Last year the tech startup scene was introduced to the phrase “SoLoMo” and we’ve been graced by its presence ever since. As idiotic as the word itself might be, this genre is trying to exploit the intersections of three very popular and profitable markets: social, local, and mobile.

And the startup that arguably received the most attention for leverage these three was Highlight. The app launched early this spring, and with a sleek UI and an early round of Bay area beta testing, its popularity shot through the roof. It was poised to be the startup darling of SXSW, but there wasn’t exactly a clear consensus on users’ reactions. Everybody at the conference was using the app – including yours truly – but not everybody was loving it.

I sat down at the show to talk to CEO and co-founder Paul Davison. In addition to his enthusiasm for Highlight, he was concerned that everyone who used the app at SXSW would go back to their homes and the flood of activity they got out of it in Austin would be gone, and that people would abandon it. To extent, this was sort of the case: I never uninstalled Highlight, but I can count on one hand the number of times it’s done anything for me in Portland. Sure, Portland’s no New York City or San Francisco, but it’s not exactly the middle of nowhere either.

Still, there are many of us with the utmost faith in the SoLoMo market, and Highlight’s ambition and below-the-surface expertise on refining this technology led me believe that this thing was far from over. And today, Highlight has released its first all-around update – better late than never.

Highlight will now include the ability to add notes to your friends’ profiles, like and reply to activity inline, and access a much fuller, more interesting activity feed. Interest Pages to better connect you with other Highlight users have also been added, as well as a better notification system and more control over what notifications you receive, more options for sharing content to Facebook, and an overall improved interface.

But the most important updates are the ability to launch group messaging with people around you, and (drumroll please) improved battery performance!

When I met with Davison, I told him there were a few specific things I wanted from Highlight, one of which was the ability to create group chats. This would relieve some of the awkwardness of hitting up a random-yet-nearby stranger and also allow you to ask useful questions – i.e., “does anyone have the Wi-Fi password for this room?” or “Does anyone want to share a cab to the airport?” or “Who needs a ride home?” His approval for the idea led me to believe it was already in the pipeline, and lo and behold… Now this sort of relevant conversation is possible, and it sure as hell beats, “So I see we both know Cathy…”

There is a certain magic that comes with relatively serendipitous moments where you can connect with strangers. We’ve heard stories about people who had gone to the second grade together being randomly reunited, or adoptees and birth parents discovering and connecting via social networks, but these are not the norm. The norm, however, is needing to find people to weather everyday storms with – storms like finding a ride home or getting directions to a meeting. It’s not exactly sexy, I know, but it’s really useful.

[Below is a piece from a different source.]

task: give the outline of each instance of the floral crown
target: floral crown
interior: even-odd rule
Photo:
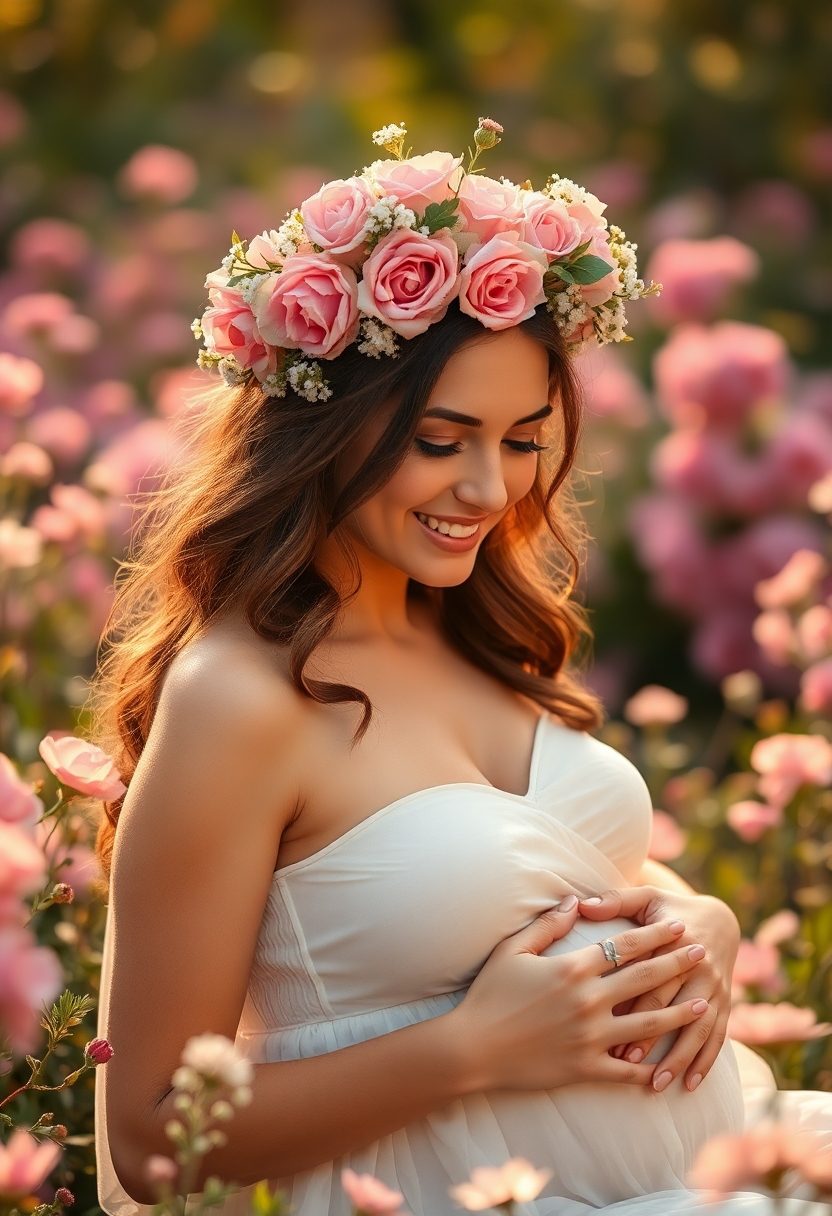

But the big coup of the Highlight update is less battery suck. The problem – rather, the main problem – with location-leveraging applications is that they kill your battery life. And what use is Highlight if you have to stay plugged to an outlet? Davison assured me at SXSW that this was something getting better so quickly that it isn’t going to be a pain point for long, and fortunately it seems like this latest Highlight iteration will help move things that direction. Apparently battery life while using Highlight will be three to four times better than it previously was — a pretty big step.

Of course the major hurdle Highlight and other apps of its kind face is accruing an audience. These types of apps simple won’t work unless there are people in your area also using them. That means getting consumers collectively over the creepy hurdle and convincing them they need more than Facebook to power virtual connections – and that’s something no update can fix. But making Highlight a more user-friendly application, combined with our decreasing sensitivity to personal bubble-invading tech, could give the startup much stronger legs to stand on.